Binary score: 1 if agent checked schema first, 0 otherwise
Explanation of the evaluation result
import type { Run } from "langsmith/schemas";
export function schemaBeforeQuery(
run: Run,
): { key: string; score: number; comment: string } {
const toolCalls = extractToolCalls(run);
const dbCalls = toolCalls.filter((tc) => tc.name === "query_database");
// No database calls -- nothing to check
if (dbCalls.length === 0) {
return {
key: "schema_before_query",
score: 1,
comment: "No query_database calls -- schema check not applicable",
};
}
// Check if any schema query appears before the first non-schema data query
let seenSchemaCheck = false;
for (const tc of dbCalls) {
const sql = tc.arguments ?? "";
if (isSchemaQuery(sql)) {
seenSchemaCheck = true;
} else {
// First real data query -- was there a schema check before it?
if (!seenSchemaCheck) {
return {
key: "schema_before_query",
score: 0,
comment: `Agent queried data without checking schema first.
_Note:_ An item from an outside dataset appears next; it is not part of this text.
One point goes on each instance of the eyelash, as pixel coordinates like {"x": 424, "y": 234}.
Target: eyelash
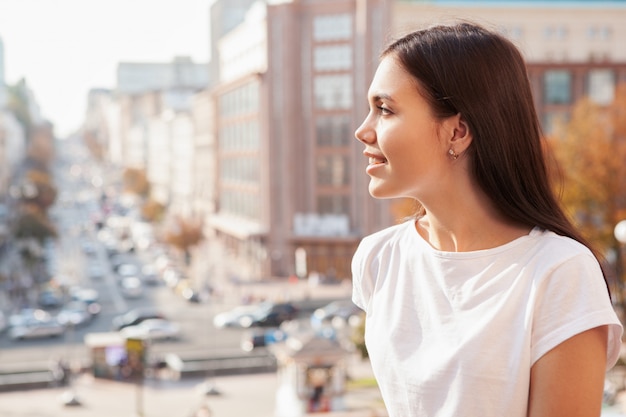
{"x": 383, "y": 110}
First query: ${sql.slice(0, 200)}`,
};
}
break;
}
}
return {
key: "schema_before_query",
score: 1,
comment: "Agent checked schema before querying data"
};
}
Schema Query Detection
The evaluator identifies schema queries using regex patterns:
const SCHEMA_PATTERNS = [
/PRAGMA\s+table_info/i,
/SELECT\s+.*FROM\s+sqlite_master/i,
/PRAGMA\s+database_list/i,
/\.schema/i,
];
function isSchemaQuery(sql: string): boolean {
return SCHEMA_PATTERNS.some((pattern) => pattern.test(sql));
}
Helper function to extract tool calls from run outputs:
interface ToolCall {
name: string;
arguments: string;
}
function extractToolCalls(run: Run): ToolCall[] {
const runOutputs = run.outputs ?? {};
const messages: any[] = runOutputs.messages ?? [];
const toolCalls: ToolCall[] = [];
for (const msg of messages) {
if (typeof msg === "object" && msg !== null) {
for (const tc of msg.tool_calls ?? []) {
const func = tc.function ?? {};
toolCalls.push({
name: func.name ?? "",
arguments: func.arguments ?? "",
});
}
}
}
return toolCalls;
}
Usage Example
import { evaluate } from "langsmith/evaluation";
import { schemaBeforeQuery } from "./eval_schema_check";
await evaluate(myAgent, {
data: "customer-support-dataset",
evaluators: [schemaBeforeQuery],
});
Pairwise Comparison
concisenessEvaluator()
Compares two agent responses for conciseness using LLM-as-a-judge.
inputs
Record<string, any>
required
Test case inputs containing the question
Array of exactly two runs to compare
Evaluator identifier: "conciseness"
Map of run IDs to scores (winner gets 1, loser gets 0)
import OpenAI from "openai";
import type { Run } from "langsmith/schemas";
const openai = new OpenAI();
const CONCISENESS_PROMPT = `You are evaluating two responses to the same customer question.
Determine which response is MORE CONCISE while still providing all crucial information.
**Conciseness** means getting straight to the point, avoiding filler, and not repeating information.
**Crucial information** includes direct answers, necessary context, and required next steps.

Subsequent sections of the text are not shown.